In the memo, obtained by CNN and sent to all immigration judges on Friday, the Justice Department lays out specific measures of performance for judges, including completing at least 700 cases per year — the equivalent of roughly three per day — and finishing cases where the immigrant is detained in three days from the hearing or in 10 days when the immigrant is not detained.

According to the Justice Department, the average immigration judge currently completes 678 cases per year.

If judges are not performing, they could be fired or potentially moved around the country — a tactic that could push judges out of the system.

Retired longtime immigration judge Paul Schmidt, a staunch critic of the administration, says immigration judges will get the message from the Justice Department.

“Evaluating somebody’s performance on the number of cases they close is obviously going to have some effect on the substance of the decisions,” Schmidt said, saying Sessions’ efforts to tighten immigration law speak volumes. “You know the boss wants removal orders, not grants — all those things have to have some sort of effect.”

The union that represents immigration judges has been fighting the move, which is now allowed in their collective bargaining agreement, according to the Justice Department.
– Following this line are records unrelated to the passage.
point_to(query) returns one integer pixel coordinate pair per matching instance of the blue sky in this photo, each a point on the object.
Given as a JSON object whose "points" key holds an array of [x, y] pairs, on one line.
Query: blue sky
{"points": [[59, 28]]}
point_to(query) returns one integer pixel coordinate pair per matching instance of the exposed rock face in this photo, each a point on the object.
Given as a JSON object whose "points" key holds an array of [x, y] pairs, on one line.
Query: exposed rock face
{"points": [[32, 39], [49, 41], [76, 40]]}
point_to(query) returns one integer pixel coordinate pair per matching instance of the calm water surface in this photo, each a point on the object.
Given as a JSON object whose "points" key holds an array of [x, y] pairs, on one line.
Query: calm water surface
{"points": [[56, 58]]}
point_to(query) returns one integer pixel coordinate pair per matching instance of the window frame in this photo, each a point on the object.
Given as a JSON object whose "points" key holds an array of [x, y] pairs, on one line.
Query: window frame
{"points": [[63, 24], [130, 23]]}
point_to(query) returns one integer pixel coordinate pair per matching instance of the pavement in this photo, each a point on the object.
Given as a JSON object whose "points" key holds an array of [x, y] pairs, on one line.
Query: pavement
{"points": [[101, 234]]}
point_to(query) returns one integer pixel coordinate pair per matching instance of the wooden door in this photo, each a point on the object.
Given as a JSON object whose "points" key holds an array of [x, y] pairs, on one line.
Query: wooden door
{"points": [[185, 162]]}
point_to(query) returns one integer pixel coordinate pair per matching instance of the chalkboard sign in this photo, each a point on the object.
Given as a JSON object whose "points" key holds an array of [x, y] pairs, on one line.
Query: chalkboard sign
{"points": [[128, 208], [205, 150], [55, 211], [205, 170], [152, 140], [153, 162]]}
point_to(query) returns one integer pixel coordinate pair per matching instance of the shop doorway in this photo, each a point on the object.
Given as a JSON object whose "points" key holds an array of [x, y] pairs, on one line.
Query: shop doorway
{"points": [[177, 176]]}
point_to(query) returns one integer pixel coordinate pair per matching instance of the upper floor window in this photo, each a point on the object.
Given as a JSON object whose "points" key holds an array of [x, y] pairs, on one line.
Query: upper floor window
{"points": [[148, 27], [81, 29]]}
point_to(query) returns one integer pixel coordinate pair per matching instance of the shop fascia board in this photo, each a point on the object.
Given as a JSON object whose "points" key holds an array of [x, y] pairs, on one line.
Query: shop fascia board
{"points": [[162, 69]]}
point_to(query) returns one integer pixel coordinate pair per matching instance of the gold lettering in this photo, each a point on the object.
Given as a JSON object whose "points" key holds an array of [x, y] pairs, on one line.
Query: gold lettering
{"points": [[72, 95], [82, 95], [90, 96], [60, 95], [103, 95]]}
But in a January email from the president of the National Association of Immigration Judges obtained by CNN, Judge Ashley Tabaddor informed judges that “the agency had provided assurances to NAIJ that no individual IJ based quotas and deadlines will be imposed until they have fulfilled their obligation under labor law to bargain with us” and vowed that the group would oppose any such move.

“NAIJ is working diligently to fight the implementation of any ‘numeric based performance measures’ on judges, and ensure that any future standards that may be imposed on judges or the Immigration Courts are legally defensible, fair, and would not encroach on our independent decision making authority,” Tabaddor wrote in January.

Tabaddor did not immediately respond to a request for comment Monday.